Acting-wise, Booth is okay. He gets better as the film goes along. The first act is rough as the film sets him out on this quest. John Sessions is fun. Aidan Turner’s all right. Jerome Flynn is all right. He’s not in it enough after all the emphasis the narrative puts on the character; he plays Van Gogh’s doctor for those last two months. He also suffers from the most egregious style shift. In the same scene, thanks to different painters (there were 125 painters who worked on the film), Flynn’s head changes size dramatically between shots.

In the bigger supporting roles–the above actors really only have one scene, except Booth, of course–there are Saorise Ronan as Flynn’s daughter and the object of Van Gogh’s affections, there’s Helen McCrory as Flynn’s disapproving housekeeper, and then Eleanor Tomlinson as the innkeeper’s daughter (where Van Gogh stayed those last two months). McCrory’s an evil harpy without a character. Her animation is also overly brusque, like she’s not worth the attention. Even though the film uses her multiple times as an expository tool.

Ronan’s not great. She’s okay. Eventually. Her animation gets a lot more attention, but none of it to rendering any kind of visual performance. There’s nothing to meet Ronan’s dialogue delivery.

Tomlinson’s great. She and Booth have actual chemistry, something Loving Vincent’s lacking the rest of the time. It’s because Tomlinson even gets a character. She’s got more depth than anyone else, including “protagonist” Booth. Booth gets some backstory and subplots, but nothing consequential. The movie’s not about the characters, it’s not about the crossover, it’s about how the audience cares too much about how Van Gogh died and not enough about how he lived.

So it’s weird the movie’s all about how he died.

The oil painted frames are the draw. Though the film never does anything with it CGI couldn’t do. And the decision to avoid trying to show Van Gogh in the world as he saw it (i.e. his paintings) is a major cop out. One the film tries to cover with a couple readings of his letters.

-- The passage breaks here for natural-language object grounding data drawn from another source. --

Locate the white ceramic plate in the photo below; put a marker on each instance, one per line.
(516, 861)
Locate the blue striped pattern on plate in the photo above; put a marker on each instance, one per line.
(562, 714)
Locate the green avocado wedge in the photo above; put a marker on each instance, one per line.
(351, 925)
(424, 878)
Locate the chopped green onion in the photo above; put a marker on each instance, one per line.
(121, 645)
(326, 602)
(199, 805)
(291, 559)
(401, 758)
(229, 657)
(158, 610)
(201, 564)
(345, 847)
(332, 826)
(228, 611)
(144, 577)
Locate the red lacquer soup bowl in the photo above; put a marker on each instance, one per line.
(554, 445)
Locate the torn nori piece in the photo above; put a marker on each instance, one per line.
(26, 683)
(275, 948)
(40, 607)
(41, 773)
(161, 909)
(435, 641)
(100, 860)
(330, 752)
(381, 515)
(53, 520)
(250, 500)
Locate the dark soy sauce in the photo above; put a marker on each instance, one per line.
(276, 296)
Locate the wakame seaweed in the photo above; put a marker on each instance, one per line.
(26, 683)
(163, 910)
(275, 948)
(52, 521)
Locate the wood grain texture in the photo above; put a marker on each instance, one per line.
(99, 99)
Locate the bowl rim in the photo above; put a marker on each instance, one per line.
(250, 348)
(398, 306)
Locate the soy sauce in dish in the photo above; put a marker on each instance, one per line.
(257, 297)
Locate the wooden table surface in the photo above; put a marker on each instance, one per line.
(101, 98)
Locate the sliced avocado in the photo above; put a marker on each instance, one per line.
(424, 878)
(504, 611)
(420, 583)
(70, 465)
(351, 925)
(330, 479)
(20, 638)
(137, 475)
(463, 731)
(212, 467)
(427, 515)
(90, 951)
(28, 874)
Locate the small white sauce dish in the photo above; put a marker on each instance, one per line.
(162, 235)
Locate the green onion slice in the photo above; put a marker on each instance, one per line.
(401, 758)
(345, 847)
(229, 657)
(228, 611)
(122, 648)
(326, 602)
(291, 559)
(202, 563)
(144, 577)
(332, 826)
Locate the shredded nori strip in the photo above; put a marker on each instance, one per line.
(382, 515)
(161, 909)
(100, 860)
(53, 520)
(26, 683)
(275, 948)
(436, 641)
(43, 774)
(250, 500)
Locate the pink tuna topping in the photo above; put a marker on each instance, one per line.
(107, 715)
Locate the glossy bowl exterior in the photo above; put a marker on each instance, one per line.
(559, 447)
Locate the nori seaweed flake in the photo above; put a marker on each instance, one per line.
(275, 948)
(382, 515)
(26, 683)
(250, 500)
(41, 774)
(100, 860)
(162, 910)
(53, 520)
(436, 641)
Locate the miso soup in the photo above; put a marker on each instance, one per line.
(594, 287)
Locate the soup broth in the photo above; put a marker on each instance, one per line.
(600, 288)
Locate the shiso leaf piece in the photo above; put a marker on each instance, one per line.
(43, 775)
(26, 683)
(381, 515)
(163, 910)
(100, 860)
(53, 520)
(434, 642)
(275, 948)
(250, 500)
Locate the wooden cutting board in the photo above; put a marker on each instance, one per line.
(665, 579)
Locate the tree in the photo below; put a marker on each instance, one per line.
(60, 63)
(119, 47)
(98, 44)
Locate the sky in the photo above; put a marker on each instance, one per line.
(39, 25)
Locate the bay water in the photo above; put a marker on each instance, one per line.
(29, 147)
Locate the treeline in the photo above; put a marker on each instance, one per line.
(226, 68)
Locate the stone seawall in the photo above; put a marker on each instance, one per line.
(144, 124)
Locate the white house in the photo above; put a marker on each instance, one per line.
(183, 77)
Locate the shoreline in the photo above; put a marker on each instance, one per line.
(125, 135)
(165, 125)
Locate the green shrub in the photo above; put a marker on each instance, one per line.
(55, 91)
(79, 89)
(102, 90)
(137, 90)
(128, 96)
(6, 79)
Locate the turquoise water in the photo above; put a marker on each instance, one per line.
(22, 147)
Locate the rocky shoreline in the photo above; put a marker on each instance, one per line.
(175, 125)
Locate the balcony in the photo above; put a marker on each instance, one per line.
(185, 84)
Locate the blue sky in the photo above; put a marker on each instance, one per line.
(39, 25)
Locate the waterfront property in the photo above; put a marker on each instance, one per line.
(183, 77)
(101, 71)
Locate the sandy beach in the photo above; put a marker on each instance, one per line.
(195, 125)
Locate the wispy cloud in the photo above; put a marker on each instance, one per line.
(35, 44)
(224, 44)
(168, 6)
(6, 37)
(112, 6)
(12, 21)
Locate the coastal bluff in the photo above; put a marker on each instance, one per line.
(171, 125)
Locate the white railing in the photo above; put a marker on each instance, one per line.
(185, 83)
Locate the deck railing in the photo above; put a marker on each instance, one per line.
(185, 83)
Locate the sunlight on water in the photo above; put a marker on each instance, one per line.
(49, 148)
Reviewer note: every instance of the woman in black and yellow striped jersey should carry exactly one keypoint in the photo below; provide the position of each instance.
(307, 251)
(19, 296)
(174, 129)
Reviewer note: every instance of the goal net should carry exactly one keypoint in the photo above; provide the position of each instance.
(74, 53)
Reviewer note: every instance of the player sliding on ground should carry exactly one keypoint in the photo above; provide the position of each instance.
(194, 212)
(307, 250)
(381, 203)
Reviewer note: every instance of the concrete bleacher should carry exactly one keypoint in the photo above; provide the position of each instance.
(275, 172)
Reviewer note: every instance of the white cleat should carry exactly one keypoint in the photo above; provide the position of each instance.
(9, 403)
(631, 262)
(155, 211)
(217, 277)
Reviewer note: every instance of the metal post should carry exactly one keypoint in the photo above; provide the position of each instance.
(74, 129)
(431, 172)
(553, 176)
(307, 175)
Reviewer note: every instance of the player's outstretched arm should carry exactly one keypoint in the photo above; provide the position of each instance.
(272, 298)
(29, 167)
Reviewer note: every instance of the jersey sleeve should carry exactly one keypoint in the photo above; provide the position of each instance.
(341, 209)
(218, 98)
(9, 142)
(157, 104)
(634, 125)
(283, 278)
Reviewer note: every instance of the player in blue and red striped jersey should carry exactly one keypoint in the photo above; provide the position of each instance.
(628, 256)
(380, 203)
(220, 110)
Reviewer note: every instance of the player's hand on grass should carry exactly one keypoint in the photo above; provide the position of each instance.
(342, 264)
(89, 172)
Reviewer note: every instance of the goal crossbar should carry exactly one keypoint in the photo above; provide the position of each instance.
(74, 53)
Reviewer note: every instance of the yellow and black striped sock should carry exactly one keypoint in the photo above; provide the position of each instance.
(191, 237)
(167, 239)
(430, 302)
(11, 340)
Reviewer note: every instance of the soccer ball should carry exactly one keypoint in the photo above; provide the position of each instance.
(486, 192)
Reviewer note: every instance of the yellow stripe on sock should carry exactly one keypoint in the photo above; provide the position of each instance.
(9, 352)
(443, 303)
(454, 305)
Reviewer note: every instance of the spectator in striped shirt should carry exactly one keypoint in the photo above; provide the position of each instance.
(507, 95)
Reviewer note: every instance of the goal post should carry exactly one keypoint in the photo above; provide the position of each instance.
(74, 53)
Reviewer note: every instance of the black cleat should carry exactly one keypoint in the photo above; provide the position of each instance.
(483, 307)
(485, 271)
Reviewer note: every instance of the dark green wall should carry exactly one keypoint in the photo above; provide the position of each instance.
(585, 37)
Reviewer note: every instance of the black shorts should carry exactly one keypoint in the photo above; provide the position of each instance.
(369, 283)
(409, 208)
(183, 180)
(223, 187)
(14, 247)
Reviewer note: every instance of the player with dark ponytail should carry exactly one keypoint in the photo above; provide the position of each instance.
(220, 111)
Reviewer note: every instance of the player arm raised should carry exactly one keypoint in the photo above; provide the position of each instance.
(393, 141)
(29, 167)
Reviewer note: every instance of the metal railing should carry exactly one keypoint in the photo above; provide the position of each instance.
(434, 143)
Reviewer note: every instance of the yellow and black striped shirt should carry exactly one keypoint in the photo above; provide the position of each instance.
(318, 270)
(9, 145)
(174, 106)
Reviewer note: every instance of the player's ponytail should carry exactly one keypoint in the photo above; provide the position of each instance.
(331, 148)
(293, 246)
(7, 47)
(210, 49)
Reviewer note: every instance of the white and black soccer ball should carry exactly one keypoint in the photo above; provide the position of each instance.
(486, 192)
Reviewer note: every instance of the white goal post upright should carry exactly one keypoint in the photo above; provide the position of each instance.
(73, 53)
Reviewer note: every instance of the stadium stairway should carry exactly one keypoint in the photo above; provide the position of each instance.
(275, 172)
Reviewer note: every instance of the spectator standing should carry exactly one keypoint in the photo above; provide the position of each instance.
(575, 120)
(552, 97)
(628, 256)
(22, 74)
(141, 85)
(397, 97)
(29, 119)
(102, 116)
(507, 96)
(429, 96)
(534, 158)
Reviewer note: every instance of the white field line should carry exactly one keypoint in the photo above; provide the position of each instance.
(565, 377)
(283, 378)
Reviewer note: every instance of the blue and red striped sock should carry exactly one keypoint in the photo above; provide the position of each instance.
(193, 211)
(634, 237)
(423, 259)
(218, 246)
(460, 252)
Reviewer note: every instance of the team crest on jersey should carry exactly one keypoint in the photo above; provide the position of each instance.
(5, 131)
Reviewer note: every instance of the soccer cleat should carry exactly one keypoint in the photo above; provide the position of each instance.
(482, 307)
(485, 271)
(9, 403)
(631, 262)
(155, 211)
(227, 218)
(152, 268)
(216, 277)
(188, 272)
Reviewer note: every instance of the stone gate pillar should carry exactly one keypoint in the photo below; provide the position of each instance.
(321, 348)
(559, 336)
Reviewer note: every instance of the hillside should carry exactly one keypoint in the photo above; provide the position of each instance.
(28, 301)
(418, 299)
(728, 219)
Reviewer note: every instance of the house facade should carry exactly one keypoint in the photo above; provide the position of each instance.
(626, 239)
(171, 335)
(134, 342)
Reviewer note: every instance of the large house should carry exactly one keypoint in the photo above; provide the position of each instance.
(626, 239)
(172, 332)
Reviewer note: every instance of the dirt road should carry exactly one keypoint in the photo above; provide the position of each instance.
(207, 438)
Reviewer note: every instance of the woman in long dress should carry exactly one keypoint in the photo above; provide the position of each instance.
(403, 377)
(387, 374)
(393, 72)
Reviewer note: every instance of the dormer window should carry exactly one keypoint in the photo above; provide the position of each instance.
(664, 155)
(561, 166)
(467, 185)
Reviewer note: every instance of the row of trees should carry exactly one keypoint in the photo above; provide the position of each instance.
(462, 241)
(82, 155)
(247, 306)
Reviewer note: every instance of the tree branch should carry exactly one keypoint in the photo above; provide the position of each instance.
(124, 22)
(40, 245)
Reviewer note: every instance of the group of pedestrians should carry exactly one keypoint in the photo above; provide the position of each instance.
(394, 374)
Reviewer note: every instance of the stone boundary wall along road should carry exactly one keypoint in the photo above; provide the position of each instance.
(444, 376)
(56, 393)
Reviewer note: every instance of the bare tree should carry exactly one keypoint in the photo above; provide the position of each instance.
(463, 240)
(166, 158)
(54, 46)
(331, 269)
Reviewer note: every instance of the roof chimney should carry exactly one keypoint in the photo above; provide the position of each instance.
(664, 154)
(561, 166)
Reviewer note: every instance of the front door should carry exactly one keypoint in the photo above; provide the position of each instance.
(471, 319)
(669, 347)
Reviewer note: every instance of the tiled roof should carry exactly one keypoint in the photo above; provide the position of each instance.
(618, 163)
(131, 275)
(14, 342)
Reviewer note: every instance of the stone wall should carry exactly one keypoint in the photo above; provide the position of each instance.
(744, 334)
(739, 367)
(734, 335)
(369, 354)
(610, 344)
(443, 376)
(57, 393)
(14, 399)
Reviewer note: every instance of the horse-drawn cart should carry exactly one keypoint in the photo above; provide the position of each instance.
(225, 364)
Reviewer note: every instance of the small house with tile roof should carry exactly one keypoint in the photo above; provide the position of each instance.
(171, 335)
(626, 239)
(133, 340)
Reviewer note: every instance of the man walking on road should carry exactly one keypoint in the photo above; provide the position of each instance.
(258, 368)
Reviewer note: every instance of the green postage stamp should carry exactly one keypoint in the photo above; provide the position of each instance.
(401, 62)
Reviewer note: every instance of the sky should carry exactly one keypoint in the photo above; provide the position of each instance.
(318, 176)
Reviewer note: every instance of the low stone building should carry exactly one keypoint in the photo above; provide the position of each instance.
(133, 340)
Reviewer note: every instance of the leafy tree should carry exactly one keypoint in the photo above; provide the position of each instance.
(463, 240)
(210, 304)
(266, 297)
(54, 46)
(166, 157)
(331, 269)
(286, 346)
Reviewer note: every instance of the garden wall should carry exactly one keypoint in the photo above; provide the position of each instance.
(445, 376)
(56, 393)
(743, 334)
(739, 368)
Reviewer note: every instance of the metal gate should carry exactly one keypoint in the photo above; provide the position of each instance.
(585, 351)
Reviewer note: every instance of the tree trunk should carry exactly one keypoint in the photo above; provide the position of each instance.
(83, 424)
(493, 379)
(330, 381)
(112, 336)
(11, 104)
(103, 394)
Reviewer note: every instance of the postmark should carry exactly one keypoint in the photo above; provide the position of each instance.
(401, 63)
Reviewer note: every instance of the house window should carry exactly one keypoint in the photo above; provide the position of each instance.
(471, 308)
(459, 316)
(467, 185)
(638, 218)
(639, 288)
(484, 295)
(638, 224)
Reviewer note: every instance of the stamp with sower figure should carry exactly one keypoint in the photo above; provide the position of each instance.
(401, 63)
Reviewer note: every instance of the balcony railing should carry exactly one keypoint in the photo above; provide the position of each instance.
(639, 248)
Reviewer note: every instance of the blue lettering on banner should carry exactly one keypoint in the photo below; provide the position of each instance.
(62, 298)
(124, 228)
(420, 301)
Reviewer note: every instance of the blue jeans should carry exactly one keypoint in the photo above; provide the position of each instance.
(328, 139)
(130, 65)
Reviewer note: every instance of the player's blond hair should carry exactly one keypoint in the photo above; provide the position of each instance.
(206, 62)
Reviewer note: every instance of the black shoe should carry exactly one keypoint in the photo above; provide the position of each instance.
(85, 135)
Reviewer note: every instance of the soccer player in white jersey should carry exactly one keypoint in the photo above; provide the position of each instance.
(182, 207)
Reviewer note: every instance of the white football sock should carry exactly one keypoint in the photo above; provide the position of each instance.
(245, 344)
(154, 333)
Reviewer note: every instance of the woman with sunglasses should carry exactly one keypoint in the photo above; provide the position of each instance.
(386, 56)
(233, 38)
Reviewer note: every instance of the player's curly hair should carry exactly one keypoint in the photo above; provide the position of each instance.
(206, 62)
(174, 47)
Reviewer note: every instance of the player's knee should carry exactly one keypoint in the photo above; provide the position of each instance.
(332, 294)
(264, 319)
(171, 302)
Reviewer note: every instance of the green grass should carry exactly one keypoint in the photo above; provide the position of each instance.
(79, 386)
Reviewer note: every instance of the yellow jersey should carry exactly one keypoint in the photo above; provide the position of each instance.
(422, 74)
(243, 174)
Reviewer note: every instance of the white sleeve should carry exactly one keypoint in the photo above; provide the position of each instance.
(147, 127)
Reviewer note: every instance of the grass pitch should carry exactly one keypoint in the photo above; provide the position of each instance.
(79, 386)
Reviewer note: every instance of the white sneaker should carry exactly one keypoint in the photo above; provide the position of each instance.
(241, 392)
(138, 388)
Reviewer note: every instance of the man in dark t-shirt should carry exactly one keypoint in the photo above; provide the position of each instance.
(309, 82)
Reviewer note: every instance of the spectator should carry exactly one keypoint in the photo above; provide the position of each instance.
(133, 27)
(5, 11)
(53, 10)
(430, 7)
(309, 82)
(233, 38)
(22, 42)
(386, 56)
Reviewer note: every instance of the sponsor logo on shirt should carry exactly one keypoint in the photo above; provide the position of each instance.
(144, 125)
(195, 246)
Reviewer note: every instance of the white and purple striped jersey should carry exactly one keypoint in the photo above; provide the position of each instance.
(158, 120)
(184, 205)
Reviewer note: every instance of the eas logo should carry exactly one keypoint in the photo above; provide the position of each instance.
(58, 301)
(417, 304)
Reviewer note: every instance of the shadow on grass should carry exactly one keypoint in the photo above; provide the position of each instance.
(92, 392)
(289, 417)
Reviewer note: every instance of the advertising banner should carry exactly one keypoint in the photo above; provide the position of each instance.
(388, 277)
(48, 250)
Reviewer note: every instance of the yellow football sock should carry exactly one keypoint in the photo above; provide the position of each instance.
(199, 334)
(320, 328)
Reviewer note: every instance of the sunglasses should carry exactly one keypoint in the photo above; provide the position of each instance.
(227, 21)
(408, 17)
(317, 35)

Again, as a purely educational film, it’d be awesome. But with the attempted narrative? A beautiful technical achievement. And not much else.

1/4

CREDITS

Directed by Dorota Kobiela and Hugh Welchman; written by Kobiela, Welchman, and Jacek Dehnel; directors of photography, Tristan Oliver and Lukasz Zal; editors, Kobiela and Justyna Wierszynska; music by Clint Mansell; production designers, Matthew Button, Maria Duffek, and Andrzej Rafal Waltenberger; produced by Sean M. Bobbitt, Ivan Mactaggart, and Welchman; released by Altitude Film Distribution.